Visto che il Costituzione Coast to Coast Tour di Alessandro Di Battista ha fatto tappa nella mia città, ho deciso di andare ad assistere per curiosità e per provare a farmi un’opinione politica sull’evento, cosa impossibile: non si tratta di analisi sul tema per stabilire il valore del No, ma di uno spettacolo meta-teatrale, e così lo voglio trattare.
Incipit, presentazione del protagonista e visione distopica
L’opera inizia con un ritardo di circa 45 minuti rispetto alla tabella di marcia, l’ingresso sotto al parco del protagonista in moto e la repentina presentazione da parte di un esponente pentastellato locale. Alessandro Di Battista, Dibba per gli onesti (come il personaggio usa chiamare il pubblico), inizia con un ritmo calmo raccontato il viaggio che lo ha portato a noi, con l’entusiasmo e la gaiezza tipica di un giovane sognatore, ma questo dura poco: il suo monologo è incentrato sulla spiegazione dell’universo narrativo, una distopia dominata da deboli con l’unico intento di mantenere il controllo de La Finanza, una figura malefica generatasi autonomamente e suddivisa in più frammenti (Banche, Unione Europea, Euro, ecc). Dibba non è unicamente il narratore, ma è anche una figura messianica: raccontando il mondo, trasmette la verità e la salvezza alla gente, guidandola verso la redenzione e la dismissione del male intrinseco nella distopia.
Il monologo
La voce accesa, scandita da un forte accento, elenca le versioni distorte dei politici passati e presenti, associando a ogni uno colpe funzionali per considerarli promotori del sistema; la riforma costituzionale viene identificata come l’ennesima arma che La Finanza intende usare per indebolire La Gente, per questo è superfluo parlarne. Il monologo prosegue costante su questa linea, terminando con la speranza rappresentata dal No, espressione della negazione verso Il Potere.

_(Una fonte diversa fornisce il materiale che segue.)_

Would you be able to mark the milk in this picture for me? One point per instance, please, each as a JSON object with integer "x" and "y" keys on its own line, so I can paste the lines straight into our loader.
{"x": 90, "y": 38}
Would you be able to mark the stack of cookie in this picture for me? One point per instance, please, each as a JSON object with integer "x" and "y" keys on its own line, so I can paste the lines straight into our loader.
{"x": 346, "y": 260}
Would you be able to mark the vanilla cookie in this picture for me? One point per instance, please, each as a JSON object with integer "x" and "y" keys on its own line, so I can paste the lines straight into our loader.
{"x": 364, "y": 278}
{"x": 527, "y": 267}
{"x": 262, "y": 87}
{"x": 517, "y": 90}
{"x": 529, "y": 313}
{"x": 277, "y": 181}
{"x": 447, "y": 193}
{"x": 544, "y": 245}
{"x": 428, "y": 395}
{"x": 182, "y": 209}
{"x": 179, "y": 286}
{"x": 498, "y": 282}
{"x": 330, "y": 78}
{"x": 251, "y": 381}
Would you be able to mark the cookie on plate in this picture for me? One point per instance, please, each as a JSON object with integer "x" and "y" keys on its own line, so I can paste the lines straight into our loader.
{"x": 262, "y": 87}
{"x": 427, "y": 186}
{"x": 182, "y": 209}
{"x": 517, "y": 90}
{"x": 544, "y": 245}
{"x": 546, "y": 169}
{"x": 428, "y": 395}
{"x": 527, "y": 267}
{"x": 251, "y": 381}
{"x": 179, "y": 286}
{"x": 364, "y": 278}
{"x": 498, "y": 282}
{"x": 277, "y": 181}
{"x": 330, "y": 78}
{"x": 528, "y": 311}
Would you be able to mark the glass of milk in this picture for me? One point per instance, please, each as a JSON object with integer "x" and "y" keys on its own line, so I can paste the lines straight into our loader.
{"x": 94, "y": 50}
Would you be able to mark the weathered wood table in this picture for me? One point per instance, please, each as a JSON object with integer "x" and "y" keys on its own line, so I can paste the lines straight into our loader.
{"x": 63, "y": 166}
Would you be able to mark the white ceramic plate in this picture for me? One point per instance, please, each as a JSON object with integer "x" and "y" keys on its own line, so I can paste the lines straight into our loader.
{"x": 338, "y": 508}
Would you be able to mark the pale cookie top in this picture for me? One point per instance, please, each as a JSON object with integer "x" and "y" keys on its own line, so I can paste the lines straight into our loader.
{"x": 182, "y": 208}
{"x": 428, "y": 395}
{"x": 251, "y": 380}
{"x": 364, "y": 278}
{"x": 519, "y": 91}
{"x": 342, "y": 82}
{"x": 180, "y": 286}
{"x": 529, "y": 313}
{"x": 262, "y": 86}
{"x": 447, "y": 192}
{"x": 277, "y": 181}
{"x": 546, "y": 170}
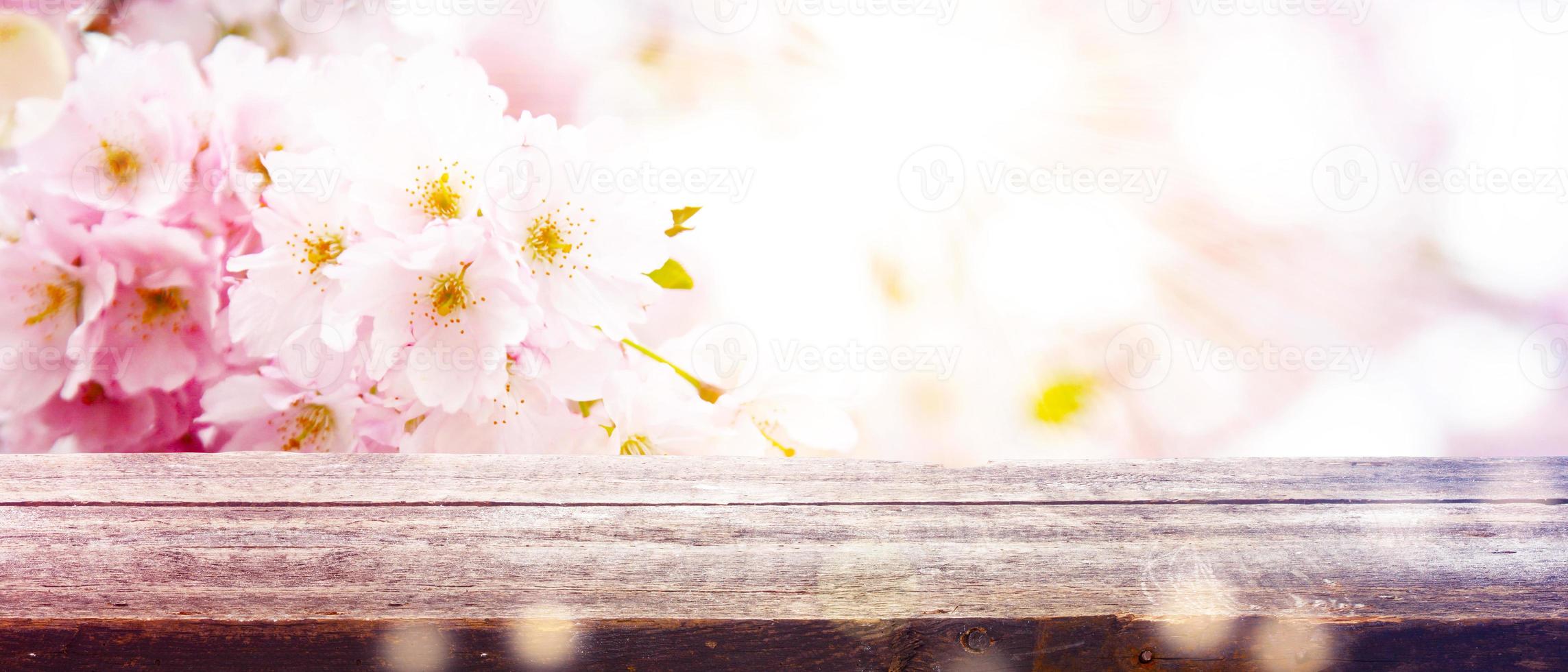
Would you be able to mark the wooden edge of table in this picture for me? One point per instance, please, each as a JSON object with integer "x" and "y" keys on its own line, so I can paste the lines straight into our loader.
{"x": 424, "y": 563}
{"x": 236, "y": 478}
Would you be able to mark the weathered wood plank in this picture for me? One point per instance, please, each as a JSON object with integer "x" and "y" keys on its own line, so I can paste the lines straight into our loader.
{"x": 788, "y": 561}
{"x": 828, "y": 646}
{"x": 614, "y": 563}
{"x": 571, "y": 480}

La rottura della quarta parete
Il monologo viene tagliato dalla chiamata sul palco di una maestra, col compito di leggere un passaggio della riforma. Lei non capisce ciò che è scritto, e Dibba la rassicura assolvendo l’intera platea da quella che il Potere vuole far passare per ignoranza; il Salvatore fatto carne capisce il sentimento di esclusione del popolo e vuole annientarlo, affinché l’io negativo degli individui possa sparire per far spazio a una visione di collettività illuminata, consapevole e capace di sgominare senza la violenza il demone che attanaglia le loro vite.
Spiegazione del significato intrinseco
La potenza di questo spettacolo è nel caos, il continuo rimescolarsi di ciò che è reale e ciò che invece è finzione, arrivando a convincere anche il pubblico che la realtà non è altro che ciò che viene raccontato: chi ascolta si mescola con chi parla e viceversa, il protagonista si fonde nel pensiero comune togliendo ogni barriera fra lui e la massa adorante.
(Per spiegare il delicatissimo passaggio che segue, è fondamentale separare Alessandro, l’artista, da Dibba, il personaggio-messia)
Dibba vuole raccontare una riforma che ha il solo scopo di favorire il potere, eppure non è capace di spiegare come, infrangendo la sua figura divina; Alessandro vede Dibba come un uomo qualunque colmo di paure, figlio di certezze dovute all’ignoranza e ai limiti che si è costruito nel tempo, terrorizzato da immagini che lui stesso ha costruito. Dibba non è solo un uomo, ma è l’uomo, che terrorizzato da ciò che lui stesso ha creato sogna di poterlo distruggere, ed è così che Alessandro vede la società: un insieme di persone limitate che nei secoli hanno costruito un mondo oltre la concezione media, elevando chi è capace di capirle a incarnazione del male.
Alessandro Di Battista, con questa opera mastodontica e profonda, si eleva ad essere uno degli artisti più importanti di sempre, e forse nemmeno lo sa.